Lisa Bauer began as the new Director of Disability Services office back in late February, ushering in a new era of Disability Services at Simmons despite mixed feelings on her appointment. Bauer replaced Tim Rogers, who served as the director at Simmons for 11 years before leaving in October for a position in Disability Services at Harvard Medical School. The Office of Disability Services at Simmons had no official director from early October to mid February, relying on multiple faculty members at the Office of Student Affairs to pick up the work of the missing director.
“It’s always great to have an external set of eyes come in with experience at different institutions to see what Simmons is doing well and where we could make improvements,” stated Nancy Nienhuis, the Associate Dean for Student Life in the Office of Student Affairs. Nienhuis oversaw the interviewing and hiring of Bauer and is excited to welcome Bauer to the office.
Bauer, a Simmons alumna, worked as the Director for the Office of Student Accessibility Services at Roger Williams University before coming back to Simmons. Nienhuis gave a glowing review of Bauer and mentioned that all of Ms. Bauer’s references unpromptedly described her as a “strong advocate for students.”

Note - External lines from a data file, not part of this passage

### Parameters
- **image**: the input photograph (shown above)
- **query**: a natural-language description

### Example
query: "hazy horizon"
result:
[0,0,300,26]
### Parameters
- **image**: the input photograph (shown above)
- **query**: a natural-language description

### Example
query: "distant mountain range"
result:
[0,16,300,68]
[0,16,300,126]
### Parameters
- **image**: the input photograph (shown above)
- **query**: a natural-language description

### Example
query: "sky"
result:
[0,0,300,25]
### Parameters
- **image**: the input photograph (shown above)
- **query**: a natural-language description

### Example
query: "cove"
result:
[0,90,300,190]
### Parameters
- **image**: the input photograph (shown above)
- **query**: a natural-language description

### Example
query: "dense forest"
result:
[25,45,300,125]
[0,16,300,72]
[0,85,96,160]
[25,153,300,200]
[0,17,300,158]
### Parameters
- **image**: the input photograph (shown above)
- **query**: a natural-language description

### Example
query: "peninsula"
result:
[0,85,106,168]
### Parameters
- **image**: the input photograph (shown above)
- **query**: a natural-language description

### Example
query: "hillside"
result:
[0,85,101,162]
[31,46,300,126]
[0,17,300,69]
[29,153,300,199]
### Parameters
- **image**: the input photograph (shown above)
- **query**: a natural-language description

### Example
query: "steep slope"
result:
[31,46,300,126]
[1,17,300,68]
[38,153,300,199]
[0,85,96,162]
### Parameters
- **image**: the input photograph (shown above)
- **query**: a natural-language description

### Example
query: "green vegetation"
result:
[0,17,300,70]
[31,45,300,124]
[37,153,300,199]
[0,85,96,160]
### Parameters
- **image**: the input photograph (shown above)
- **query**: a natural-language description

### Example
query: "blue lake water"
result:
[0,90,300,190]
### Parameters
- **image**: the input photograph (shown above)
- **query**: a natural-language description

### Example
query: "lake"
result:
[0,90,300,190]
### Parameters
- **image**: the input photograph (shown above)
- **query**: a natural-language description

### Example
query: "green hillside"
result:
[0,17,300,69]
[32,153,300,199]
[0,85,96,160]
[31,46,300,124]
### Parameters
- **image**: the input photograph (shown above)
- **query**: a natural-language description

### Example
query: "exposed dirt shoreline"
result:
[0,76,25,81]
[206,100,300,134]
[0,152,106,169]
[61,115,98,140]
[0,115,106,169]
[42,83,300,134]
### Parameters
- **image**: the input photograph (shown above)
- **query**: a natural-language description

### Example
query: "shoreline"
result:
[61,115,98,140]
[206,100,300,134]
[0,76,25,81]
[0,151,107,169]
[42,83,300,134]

Though, not everyone is as enthused as Nienhuis. An anonymous first year student described feeling nervous about the incoming administration, as she struggled to secure proper accommodations under Rogers. The student needed a disability rights lawyer throughout the fall 2018 semester because her lack of accommodations led to life threatening situations.
“I was having bouts of anaphylaxis like I’ve never had before, several in a day where I’d need epinephrine. And I would use so much epi[pen] to control allergic reactions that I would make myself have seizures,” she reported. The student, who has numerous allergies, cannot safely live with a roommate. Despite this, she was placed with a roommate in the fall and struggled to receive a medically necessary single room. Her health worsened to such an extent that she began living at Boston Children’s Hospital, as if it was a secondary dorm room. The student finally received her single room, and while worried about the new director, she notes she is trying to remain optimistic.
Junior Theo Ciciarelli is feeling more frustrated than nervous. Ciciarelli is on the Disability Services Committee in the Student Government Association and his discontent is directed more towards the interviewing process. He was part of a student panel which interviewed candidates for the director position. Though he and fellow students interviewed a few candidates in the fall, Ciciarelli states that Bauer was interviewed over winter break and he and other students from the fall panel were unable to vet the candidate. But Nienhuis and Bauer insist that students were still part of the selection process, even if Ciciarelli was not involved.
“From the day I started on Monday, I can only move forward. I certainly welcome students to come in and share their past experiences with me,” Bauer said in response to student concerns over last semester’s lack of accommodations. Despite student worries, Bauer is excited to be back at Simmons and insists she will not make any immediate changes without being in the office for a while in order to fully assess effectiveness of Simmons Disability Services.
Bauer will soon need to fill the role of Assistant Director of Disability Services. She is determined to have students be a part of that selection process, stating, “a student voice is missing when they are not sitting at the table.”